Guia da Secção Histórica do Museu Paulista
- Author: Afonso d'Escragnolle Taunay
- Language: Portuguese
- Genre: Guide book
- Publisher: Paulista Museum
- Publication date: 1937
- Publication place: Brazil
- Pages: 122 pages, 48 unnumbered leaves of plates
- OCLC: 325856
- LC Class: F2501 .S25

= Guia da Secção Histórica do Museu Paulista =

1937 guide by Afonso d'Escragnolle Taunay

Guia da Secção Histórica do Museu Paulista (Guide to the Historical Section of the Paulista Museum) is a guide book written by the historian and museum director Afonso d'Escragnolle Taunay. It is the first comprehensive description of the Museu do Ipiranga, commonly known as the Paulista Museum, in São Paulo, Brazil. It solidified the emphasis on historical materials in the museum, a position promoted by Taunay over his long tenure. The publication outlines the history, exhibition rooms and areas, and research conducted by the museum.

The Guia was published in 1937 by the São Paulo Imprensa Official do Estado. Apart from a description of the museum, it contains photographic plates and a composition and arrangement of museum spaces and permanent exhibitions.

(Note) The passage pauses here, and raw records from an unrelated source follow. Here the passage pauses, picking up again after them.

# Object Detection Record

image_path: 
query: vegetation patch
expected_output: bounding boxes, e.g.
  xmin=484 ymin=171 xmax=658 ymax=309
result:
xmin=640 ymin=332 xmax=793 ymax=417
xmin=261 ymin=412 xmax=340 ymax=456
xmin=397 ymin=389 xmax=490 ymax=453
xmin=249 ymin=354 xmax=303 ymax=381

The Guia da Secção Histórica do Museu Paulista is seen as a response to the work of Rodolpho von Ihering (1883-1939), the Guia das Coleccões do Museu Paulista (Guide to the Collections of the Paulista Museum), published in 1907. Rodolpho von Ihering emphasized the natural history collections of the museum, and placed little attention on its historical collections. Rodolpho was the son of the director of the Paulista Museum, Hermann von Ihering (1850-1930), who directed the museum from 1895 to 1916. Von Ihering, due to his German background, was dismissed from his position of director of the Museu Paulista in 1917 upon Brazil's entry into World War I on the Allied side.

Taunay, as a historian and director of the museum from 1917 to 1945, disagreed with the focus of his predecessor and redesigned the Paulista Museum primarily as a history museum. Taunay used the guide to describe "in detail the symbolic meaning of each element" of the interior of the Museum. The Guia da Secção Histórica do Museu Paulista solidified his position on history and removed most references to the natural science collection of the museum. Only at the end of the work, in a few lines, did Tauney describe that the museum had twelve rooms dedicated to zoology, two to botany, and one of mineralogy and paleontology.